Life isn’t perfect. Life isn’t fair. My two-year-old brother learned that when he tried to play with his best friend, Luke’s, toy Ferrari and was refused. He cried a while, but then he noticed the huge pile of toys in front of him—ones that belonged to him, a pile far higher than Luke’s.
Men’s rights activists never learned to pay attention to the toys in front of you. You’re too busy ranting about the ones you don’t have. No one on this green earth deserves to have a pile of toys as high as yours, but to you, the 0.05% of the time you’re marginalised signals inequality. The truth is a little different: You’re resentful because inequality is slowly vanishing, so you’ve lost a lot of your privilege. Privilege is not a right. That women are tired of their lack of equality on the back of everything you have doesn’t make them misandrist. It makes you a whiner who’s less mature than my brother was that day when he quit crying over his friend’s toys—four years old, if you must know.

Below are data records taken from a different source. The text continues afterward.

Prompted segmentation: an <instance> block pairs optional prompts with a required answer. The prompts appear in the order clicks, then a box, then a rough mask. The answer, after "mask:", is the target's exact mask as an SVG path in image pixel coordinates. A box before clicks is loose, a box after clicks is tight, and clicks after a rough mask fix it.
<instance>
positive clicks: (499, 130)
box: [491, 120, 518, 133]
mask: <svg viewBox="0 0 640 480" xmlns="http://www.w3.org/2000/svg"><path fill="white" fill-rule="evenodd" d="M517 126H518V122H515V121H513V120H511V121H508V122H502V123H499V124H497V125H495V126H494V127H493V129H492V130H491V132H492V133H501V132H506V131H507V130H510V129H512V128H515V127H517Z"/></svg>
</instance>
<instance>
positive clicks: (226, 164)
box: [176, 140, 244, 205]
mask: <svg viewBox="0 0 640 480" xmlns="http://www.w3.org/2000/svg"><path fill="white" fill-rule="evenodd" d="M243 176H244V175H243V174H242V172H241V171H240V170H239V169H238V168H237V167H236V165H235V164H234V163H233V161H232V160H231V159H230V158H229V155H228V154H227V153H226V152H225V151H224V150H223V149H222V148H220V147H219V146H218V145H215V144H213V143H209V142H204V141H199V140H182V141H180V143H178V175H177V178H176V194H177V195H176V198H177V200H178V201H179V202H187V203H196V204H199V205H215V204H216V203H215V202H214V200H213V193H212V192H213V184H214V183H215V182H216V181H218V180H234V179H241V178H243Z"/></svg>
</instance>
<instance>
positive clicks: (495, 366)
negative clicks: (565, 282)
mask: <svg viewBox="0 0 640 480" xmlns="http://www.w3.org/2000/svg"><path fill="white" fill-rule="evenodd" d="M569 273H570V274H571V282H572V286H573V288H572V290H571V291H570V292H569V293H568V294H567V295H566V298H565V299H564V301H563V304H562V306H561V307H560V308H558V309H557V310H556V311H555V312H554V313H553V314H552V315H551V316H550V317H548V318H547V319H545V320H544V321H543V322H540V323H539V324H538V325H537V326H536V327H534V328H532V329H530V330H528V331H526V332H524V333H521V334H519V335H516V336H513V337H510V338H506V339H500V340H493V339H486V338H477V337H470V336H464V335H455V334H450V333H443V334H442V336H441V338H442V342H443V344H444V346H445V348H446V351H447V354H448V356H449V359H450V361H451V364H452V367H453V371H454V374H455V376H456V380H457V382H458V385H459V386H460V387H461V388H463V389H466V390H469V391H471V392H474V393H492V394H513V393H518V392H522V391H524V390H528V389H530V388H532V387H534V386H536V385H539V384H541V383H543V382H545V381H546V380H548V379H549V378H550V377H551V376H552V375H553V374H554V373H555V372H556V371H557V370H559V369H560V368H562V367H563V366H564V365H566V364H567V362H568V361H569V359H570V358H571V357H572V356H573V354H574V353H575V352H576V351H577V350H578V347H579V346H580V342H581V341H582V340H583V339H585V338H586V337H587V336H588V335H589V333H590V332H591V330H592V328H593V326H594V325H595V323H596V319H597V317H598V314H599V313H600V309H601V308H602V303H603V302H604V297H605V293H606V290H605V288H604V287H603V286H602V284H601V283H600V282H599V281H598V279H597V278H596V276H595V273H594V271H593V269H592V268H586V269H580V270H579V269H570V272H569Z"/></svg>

Let’s adapt the metaphor: In the days before women started fighting for equality, you were the kid with 490 different colour Crayolas, and your female counterparts were the kids with 10 crayons. The women’s liberation movement reshuffled those two piles to bring equilibrium, but it’s not gotten far enough to cause true equality just yet. You have 300 crayons and your female counterpart has 200. You’re outraged, not because there is inequality that favours women over men, but because there is not *enough* inequality for your liking.
You want to go back to the days when you had 490 crayons, but the fact that your stationery box is smaller than it was in those days doesn’t mean you’ve lost rights. It means you’ve lost privilege. Even so, you still have the bulk of the damned crayons, so ranting over your loss of privilege just makes you look like a toddler having a tantrum in a toy store because you didn’t get the toy Jeep to add to your massive, three storey play space.